October 20, 2010 14:05
Been a few weeks since I’ve wrote in this, much has occurred to old Johnny in this land of dreams and screams. The princess came down from her tall tower and tried to make things right, but I told her If she were the last one left she’d never spend a night. She burned something inside of me, Terry keeps explaining Eshus and how we prize freedom over everything else, it’s like when she gave me that drink, The real me inside woke up and didn’t appreciate the gestures taken thereafter. But that’s old business, baby, onto new business.
Johnny has to show the half-assed dealers of the excellencys casino how to do their jobs well. Some “Duke” is coming so she insists we put on every whistle and bell. Not sure what I think of her yet, she walks as if on light, but there’s something there I don’t yet know…If I might.
I’ve also recently came into knowing three other “youngins” of the godlike race. One a foul mouth fashion-crazy hipster. Johnny don’t bout him yet, but we’ll see. There’s a girl, one of the upper class, they all seem like poison pills I wouldn’t give anything to swallow. Hopefully, this one may prove me wrong. Then we come full circle to the buck that loves to…cluck. Or what was that sound, like a laugh or a horses neigh, if I may. Seems classy, baby, a little flighty, but seems to love life and is full of “Dreams”.
New amended rule.
Johnny rule number #3:
NEVER FUCK A VAMPIRE.
If you don’t know, just don’t go. I went to a party, huge party, Heff level of party. Many, many attractive ladies there that swooned and cooed over Johnny, but one shot for the moon. Took her upstairs and went to business. Then she tasted the product, if you will. I didn’t even notice and found myself flung into a FUCKING WALL. Now, Johnny has no pride, so running and asking for help seemed natural, but the whole events left a sour taste in my mouth.

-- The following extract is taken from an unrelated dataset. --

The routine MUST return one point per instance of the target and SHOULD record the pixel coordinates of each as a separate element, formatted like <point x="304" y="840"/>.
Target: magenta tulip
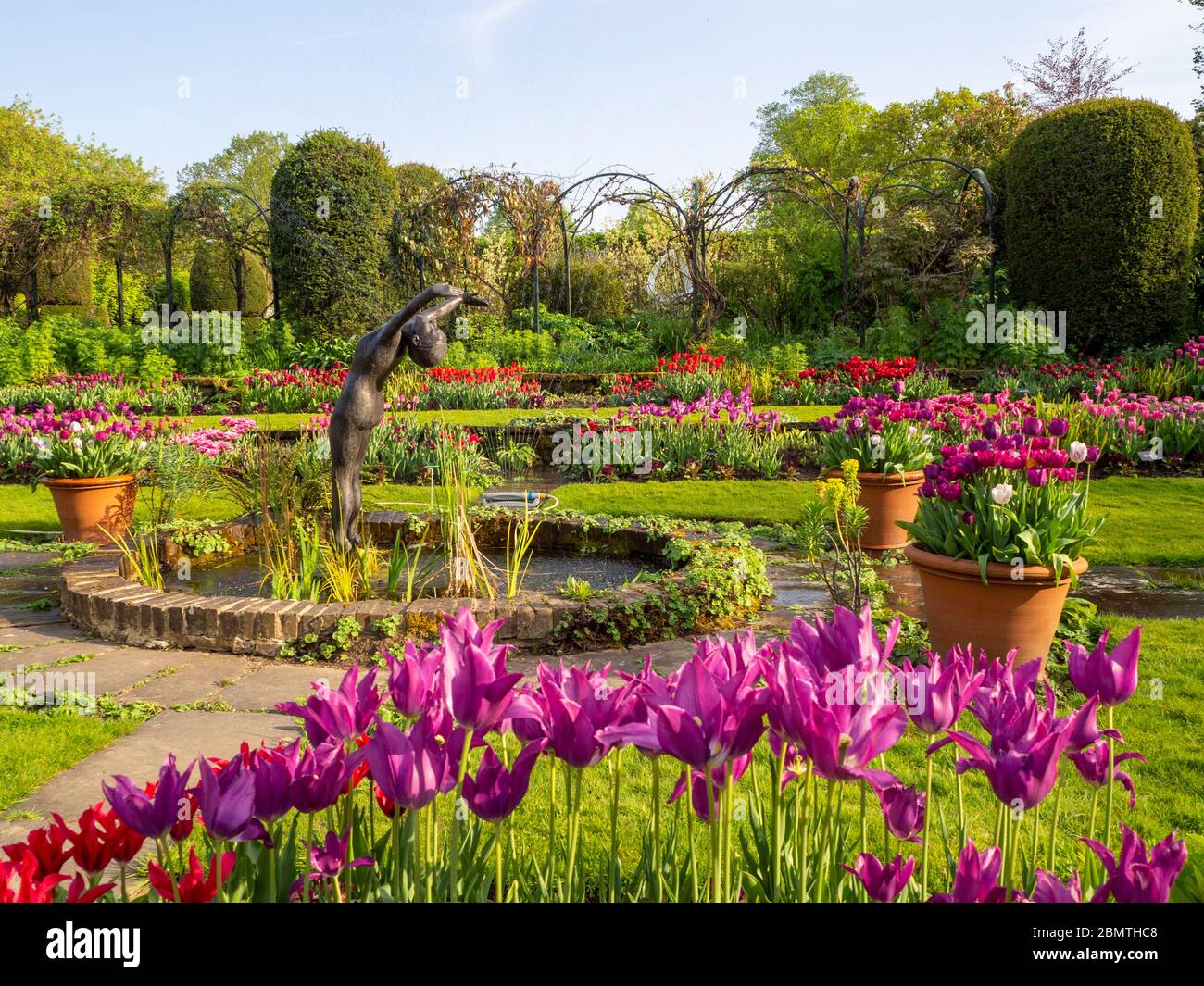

Twice now when faced in a situation of danger, my only defense has been to run. In the old days, that seemed fine, but Johnny can’t run from the dark forever. Eventually, he gonna need a flashlight. Never been a man for violence, and I never will be, but Johnny gonna have to learn some self defense or get a gun or something. Hell, I aint never fired no gun in my entire life. But, that’s all for now in Wonderland, Alice, to the Dreaming, and all within, I tip up my chalice.
October 18, 2010 00:45
I was awoken to be a god one evening by a female that I shall only refer to as “Princess Poppycock”. After given a strongly drugged drink and kidnapped by cult terrorists, I have come to a conclusion that I am part of something larger. I am to meet a mentor at some point to teach me about this new world of dreams where some people are the cats meow, and others are just…ow. Large members of the Blue Man Group, Terets old men, Goats that can pull more tail than old Johnny fill these night streets. The Queen of Hearts sits in her big top running the show it seems. I talked this evening with a quiet lady of the dark, saying she fed from children, maybe leaving her mark? Time will tell how this goes, how dreams ebb and nightmares flow.
~Johnny Sable, more than able, beginning of a fable.